Parameter-free predictions of the viscoelastic response of glassy polymers from non-affine lattice dynamics

TL;DR

This paper presents a parameter-free theoretical approach, combined with simulations, to predict the viscoelastic behavior of glassy polymers, revealing insights into the nature of the glass transition and vibrational excitations.

Contribution

The study introduces a non-affine lattice dynamics theory that accurately predicts polymer viscoelasticity without adjustable parameters, linking vibrational modes to mechanical response.

Findings

Theoretical predictions match simulation data over five orders of magnitude in frequency.

The glass transition appears as a continuous crossover rather than a sharp phase change.

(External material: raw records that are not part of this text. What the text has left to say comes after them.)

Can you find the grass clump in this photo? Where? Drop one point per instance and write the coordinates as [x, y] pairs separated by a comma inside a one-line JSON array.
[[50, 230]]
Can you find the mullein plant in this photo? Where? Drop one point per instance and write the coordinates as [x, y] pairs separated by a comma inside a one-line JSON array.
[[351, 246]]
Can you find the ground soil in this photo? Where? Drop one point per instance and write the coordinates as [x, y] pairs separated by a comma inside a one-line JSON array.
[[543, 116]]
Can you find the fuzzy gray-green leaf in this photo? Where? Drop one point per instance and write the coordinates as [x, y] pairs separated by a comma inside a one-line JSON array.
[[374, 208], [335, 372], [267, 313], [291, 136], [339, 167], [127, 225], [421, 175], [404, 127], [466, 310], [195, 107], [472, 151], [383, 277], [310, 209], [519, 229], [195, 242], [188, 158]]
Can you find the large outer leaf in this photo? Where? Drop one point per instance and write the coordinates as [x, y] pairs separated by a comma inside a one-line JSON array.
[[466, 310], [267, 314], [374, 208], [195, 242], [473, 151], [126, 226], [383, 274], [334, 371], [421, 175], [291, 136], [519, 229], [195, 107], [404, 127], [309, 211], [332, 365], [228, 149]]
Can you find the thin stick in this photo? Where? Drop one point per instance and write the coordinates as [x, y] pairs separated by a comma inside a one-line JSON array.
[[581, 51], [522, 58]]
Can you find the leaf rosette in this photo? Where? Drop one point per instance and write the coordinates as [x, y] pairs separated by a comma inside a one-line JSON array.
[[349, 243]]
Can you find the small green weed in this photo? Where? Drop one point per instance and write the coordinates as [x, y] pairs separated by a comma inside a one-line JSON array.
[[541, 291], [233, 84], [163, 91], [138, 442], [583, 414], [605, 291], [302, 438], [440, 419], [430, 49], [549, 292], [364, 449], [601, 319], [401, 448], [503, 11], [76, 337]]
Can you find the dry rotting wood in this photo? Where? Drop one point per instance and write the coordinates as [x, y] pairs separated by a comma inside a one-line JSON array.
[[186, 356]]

Proliferation of low-frequency vibrational modes explains the sharp drop in storage modulus.

Abstract

We study the viscoelastic response of amorphous polymers using theory and simulations. By accounting for internal stresses and considering instantaneous normal modes (INMs) within athermal non-affine theory, we make parameter-free predictions of the dynamic viscoelastic moduli obtained in coarse-grained simulations of polymer glasses at non-zero temperatures. The theoretical results show very good correspondence with rheology data collected from molecular dynamics simulations over five orders of magnitude in frequency, with some instabilities that accumulate in the low-frequency part on approach to the glass transition. These results provide evidence that the mechanical glass transition itself is continuous and thus represents a crossover rather than a true phase transition. The relatively sharp drop of the low-frequency storage modulus across the glass transition temperature can be explained mechanistically within the proposed theory: the proliferation of low-eigenfrequency vibrational excitations (boson peak and nearly-zero energy excitations) is directly responsible for the rapid growth of a negative non-affine contribution to the storage modulus.